During the pandemic, getting sick became a single mom's worst nightmare because – who could take care of us, much less our children? I experienced COVID-19-like symptoms at the very start of shelter-in-place, and it was terrifying. A friend had to swoop in, entering our "bubble" to take my son away as I was helpless to care for him while I endured fevers, chills, and vomiting. As I waited for her to arrive, through the chills, I heard her saying she would take him for a "few days," and I replying, "no, no, that's too much," between vomiting into a cup and lifting my head to check that my son was still there. I had strapped him into his high-chair and managed to turn on the movie Coco for him before I collapsed back to the floor and wrapped myself with all my comforters. She packed a bag, and like an angel, swept him away while I lay there until my fever broke. As I craved someone to bring me soup and tell me everything was going to be okay, friends dropped off packages of medicine and food at the door. Being sick is never easy, at any time, but being that helpless to care for my own child was frightening to another level. I could not know if was COVID-19 because tests were limited to those with extreme respiratory symptoms. Fortunately, after several days, I was able to take my son back. Two weeks later, I was finally recovered, but could not imagine that ever happening again.

Being sick is never easy, at any time, but being that helpless to care for my own child was frightening to another level.

Seven months later, I'm still avoiding grocery stores and only seeing people masked and from a distance. I control our movement carefully, crossing the street when I see a group of people. Despite the fact that many of us have grown weary of shelter-in-place orders and precautions, cases continue climbing up and we are nowhere close to the virus' demise. My bout with illness was enough to remind me that I simply cannot afford to get sick. In seven months, I have only hugged two people – my friend and my son, whom I hold close every day. Night-nursing and extended breastfeeding have helped us both, and I have enjoyed our mother-son adventures in nature. My son is back to a daycare with COVID-19 precautions, and that's allowed me to keep working. He is sprinting towards 2 years old, and I am grateful not only that we have both stayed physically safe, but that my sense of optimism and mental health have remained steady.
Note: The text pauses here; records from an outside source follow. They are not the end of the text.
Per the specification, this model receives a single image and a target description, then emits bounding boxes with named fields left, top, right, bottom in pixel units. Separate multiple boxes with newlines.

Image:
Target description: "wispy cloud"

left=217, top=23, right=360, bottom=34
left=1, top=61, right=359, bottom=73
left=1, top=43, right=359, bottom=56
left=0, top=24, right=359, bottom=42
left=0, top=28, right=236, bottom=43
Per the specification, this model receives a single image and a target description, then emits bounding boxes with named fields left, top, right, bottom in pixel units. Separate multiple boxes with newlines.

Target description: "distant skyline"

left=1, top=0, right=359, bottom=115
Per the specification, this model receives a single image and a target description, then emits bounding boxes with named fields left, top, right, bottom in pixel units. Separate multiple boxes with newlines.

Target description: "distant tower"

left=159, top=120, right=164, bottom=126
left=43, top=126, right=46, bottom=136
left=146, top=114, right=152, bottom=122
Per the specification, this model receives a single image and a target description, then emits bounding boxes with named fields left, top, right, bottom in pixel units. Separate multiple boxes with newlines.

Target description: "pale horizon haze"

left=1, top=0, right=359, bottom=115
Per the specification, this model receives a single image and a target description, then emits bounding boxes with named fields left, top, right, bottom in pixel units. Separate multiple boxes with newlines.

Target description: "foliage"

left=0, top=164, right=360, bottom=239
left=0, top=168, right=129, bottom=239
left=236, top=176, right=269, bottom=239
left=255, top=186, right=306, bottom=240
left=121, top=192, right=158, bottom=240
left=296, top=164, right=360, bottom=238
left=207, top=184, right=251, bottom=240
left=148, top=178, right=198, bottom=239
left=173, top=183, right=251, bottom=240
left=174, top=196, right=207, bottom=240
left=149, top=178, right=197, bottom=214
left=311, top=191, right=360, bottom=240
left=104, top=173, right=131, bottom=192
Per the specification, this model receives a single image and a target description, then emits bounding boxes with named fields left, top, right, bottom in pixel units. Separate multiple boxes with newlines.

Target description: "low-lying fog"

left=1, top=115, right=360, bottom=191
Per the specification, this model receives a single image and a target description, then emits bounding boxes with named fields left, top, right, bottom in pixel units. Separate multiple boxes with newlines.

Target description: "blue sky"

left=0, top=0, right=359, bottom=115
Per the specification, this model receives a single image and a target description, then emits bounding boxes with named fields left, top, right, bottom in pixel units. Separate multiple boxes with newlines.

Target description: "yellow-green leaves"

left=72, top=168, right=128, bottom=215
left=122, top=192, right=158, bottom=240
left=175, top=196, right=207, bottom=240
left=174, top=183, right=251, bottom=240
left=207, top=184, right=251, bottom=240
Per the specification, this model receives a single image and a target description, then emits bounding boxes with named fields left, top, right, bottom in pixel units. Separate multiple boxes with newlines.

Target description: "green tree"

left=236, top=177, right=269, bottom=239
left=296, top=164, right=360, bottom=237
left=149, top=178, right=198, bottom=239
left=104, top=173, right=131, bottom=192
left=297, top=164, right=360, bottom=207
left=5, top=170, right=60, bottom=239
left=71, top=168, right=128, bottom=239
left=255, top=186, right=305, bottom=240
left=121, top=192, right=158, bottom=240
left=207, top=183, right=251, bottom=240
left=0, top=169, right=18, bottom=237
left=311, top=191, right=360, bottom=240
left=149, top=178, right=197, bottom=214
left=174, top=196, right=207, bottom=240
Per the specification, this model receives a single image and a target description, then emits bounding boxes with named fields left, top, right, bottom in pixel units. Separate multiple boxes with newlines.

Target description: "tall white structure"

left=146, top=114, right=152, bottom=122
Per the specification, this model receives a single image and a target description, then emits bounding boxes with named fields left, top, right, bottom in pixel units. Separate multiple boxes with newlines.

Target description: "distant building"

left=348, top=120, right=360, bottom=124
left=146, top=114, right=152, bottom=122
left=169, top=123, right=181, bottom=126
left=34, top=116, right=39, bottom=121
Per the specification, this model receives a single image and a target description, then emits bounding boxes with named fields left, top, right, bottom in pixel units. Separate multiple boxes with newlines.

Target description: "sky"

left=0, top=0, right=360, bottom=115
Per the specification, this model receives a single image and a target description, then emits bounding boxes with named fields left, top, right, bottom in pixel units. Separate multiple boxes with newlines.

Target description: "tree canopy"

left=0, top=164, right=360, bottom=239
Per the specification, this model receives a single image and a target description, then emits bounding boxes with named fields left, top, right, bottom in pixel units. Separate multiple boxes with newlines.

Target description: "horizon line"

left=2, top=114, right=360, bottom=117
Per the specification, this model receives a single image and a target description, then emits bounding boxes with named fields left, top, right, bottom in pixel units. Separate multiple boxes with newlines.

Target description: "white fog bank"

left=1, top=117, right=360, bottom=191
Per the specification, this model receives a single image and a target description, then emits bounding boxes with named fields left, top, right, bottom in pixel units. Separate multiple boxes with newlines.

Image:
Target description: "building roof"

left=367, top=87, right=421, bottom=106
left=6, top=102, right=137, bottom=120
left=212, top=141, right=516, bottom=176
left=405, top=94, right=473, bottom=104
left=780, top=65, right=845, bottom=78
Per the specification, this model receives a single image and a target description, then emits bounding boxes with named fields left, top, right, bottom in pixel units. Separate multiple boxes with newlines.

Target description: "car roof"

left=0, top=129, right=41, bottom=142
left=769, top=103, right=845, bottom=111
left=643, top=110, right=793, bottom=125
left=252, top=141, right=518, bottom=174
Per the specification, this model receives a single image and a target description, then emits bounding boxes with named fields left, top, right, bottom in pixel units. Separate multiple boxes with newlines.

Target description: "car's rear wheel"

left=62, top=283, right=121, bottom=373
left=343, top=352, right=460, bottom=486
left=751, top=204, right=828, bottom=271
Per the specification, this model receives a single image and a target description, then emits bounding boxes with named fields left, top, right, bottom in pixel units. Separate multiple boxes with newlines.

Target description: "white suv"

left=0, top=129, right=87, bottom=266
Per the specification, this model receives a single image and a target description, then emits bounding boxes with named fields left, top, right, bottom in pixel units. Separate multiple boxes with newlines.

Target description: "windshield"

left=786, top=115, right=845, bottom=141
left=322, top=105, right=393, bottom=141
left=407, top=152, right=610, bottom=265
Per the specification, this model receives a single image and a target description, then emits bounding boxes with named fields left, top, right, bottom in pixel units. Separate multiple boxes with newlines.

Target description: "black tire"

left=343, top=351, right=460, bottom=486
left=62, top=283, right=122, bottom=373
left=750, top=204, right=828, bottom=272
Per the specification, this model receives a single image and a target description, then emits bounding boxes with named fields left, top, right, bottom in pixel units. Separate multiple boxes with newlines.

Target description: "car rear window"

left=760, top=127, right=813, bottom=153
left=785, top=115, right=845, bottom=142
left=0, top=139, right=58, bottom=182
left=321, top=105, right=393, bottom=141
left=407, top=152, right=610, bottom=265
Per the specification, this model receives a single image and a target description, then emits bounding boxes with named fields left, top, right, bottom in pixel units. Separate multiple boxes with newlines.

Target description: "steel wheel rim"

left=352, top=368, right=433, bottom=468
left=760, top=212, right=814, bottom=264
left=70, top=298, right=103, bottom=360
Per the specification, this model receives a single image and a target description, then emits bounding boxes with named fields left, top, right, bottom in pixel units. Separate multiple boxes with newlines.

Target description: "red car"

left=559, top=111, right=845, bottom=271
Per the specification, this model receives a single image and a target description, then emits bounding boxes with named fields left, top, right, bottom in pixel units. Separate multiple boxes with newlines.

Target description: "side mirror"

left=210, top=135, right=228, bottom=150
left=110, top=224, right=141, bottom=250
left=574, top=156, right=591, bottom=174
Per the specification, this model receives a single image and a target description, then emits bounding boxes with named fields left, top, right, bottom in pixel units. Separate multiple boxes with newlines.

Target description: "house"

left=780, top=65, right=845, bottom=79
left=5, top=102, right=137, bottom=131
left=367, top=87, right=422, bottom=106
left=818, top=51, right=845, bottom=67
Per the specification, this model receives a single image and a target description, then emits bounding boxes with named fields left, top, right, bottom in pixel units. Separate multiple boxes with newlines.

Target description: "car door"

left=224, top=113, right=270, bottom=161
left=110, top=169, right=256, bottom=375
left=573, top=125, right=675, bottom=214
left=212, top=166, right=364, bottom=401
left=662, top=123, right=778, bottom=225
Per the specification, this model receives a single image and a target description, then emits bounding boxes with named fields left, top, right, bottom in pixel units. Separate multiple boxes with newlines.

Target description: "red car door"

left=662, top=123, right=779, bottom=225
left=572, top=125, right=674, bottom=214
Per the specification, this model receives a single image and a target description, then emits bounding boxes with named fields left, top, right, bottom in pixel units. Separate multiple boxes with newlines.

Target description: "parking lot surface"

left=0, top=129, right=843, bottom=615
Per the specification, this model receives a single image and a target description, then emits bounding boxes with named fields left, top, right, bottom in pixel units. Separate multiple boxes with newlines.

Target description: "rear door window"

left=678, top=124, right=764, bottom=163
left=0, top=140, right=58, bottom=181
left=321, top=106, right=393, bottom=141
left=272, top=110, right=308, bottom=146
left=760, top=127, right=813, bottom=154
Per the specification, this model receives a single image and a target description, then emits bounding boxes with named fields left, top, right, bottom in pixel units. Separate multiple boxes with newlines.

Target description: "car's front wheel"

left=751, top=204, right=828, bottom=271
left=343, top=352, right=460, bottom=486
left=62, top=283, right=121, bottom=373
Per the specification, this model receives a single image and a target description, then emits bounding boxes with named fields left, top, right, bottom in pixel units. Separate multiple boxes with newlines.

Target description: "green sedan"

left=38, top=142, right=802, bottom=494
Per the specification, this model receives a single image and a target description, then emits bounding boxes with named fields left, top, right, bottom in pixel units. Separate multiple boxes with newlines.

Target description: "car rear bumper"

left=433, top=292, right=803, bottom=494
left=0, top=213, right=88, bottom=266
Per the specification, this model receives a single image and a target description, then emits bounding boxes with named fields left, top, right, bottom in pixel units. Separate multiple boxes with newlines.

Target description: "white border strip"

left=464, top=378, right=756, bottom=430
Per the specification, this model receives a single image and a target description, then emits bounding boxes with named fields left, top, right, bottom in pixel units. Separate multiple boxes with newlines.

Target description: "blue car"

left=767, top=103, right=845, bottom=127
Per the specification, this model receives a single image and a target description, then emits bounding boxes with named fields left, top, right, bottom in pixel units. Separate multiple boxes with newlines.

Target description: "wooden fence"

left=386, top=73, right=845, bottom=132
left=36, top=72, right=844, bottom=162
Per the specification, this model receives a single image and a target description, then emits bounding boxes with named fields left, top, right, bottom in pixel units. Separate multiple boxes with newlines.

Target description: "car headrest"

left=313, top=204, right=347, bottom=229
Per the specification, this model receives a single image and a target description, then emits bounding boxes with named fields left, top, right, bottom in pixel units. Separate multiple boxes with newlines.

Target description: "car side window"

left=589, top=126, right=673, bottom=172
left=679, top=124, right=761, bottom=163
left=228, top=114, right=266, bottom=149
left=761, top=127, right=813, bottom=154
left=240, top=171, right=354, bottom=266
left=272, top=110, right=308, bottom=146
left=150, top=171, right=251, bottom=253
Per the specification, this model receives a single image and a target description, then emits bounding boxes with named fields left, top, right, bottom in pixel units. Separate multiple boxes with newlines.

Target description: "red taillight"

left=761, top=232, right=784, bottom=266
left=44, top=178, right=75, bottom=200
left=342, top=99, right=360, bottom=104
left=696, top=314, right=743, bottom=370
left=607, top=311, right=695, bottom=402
The truth is: while people know single moms are superheroes, most don't understand how the invisible, daily ways we have carefully constructed our lives can be swiftly knocked from under us when illness or crisis strikes. We can hold down so much, but not having another to hold it down with us eventually can wear us down. I am one of the lucky, with the ability to work online, reduced-cost childcare, and rent control, but any one of these removed could spell disaster, leaving me scrambling. And many single mothers have suffered much more. Many could not transition to online work, have multiple children, including those in online school, or have limited access to health care and other resources. I also have been able to advocate for myself, to navigate complicated systems, find parenting support programs, and, as a writer, tell my story to help bring visibility to families like ours. As an artist, a daughter of immigrants and as a woman of color, I can help support find others with similar experiences, and we can build bridges to help break the isolation. I've built alliances with other mothers, many women of color, working moms and single moms, from varied cultural and educational backgrounds; we know that this world is already not set up for us, and COVID-19 has exposed it.

If you know any single mothers, give them a call, a virtual hug, knowing they've spent at least the past seven months being superheroes of their own stories. But like other moms, I don't want to be a superhero. I just want to be able to thrive without worrying about basic food and shelter, to fulfill my goals and provide a life that is comfortable, safe, and protected for my child. We are resilient. As though we're on the edge of a new evolution, single mothers have adapted, gaining new skills to compensate for what's missing, so that our children may experience things whole. For my beautiful son, and my new ways of surviving, being, and loving, I am grateful.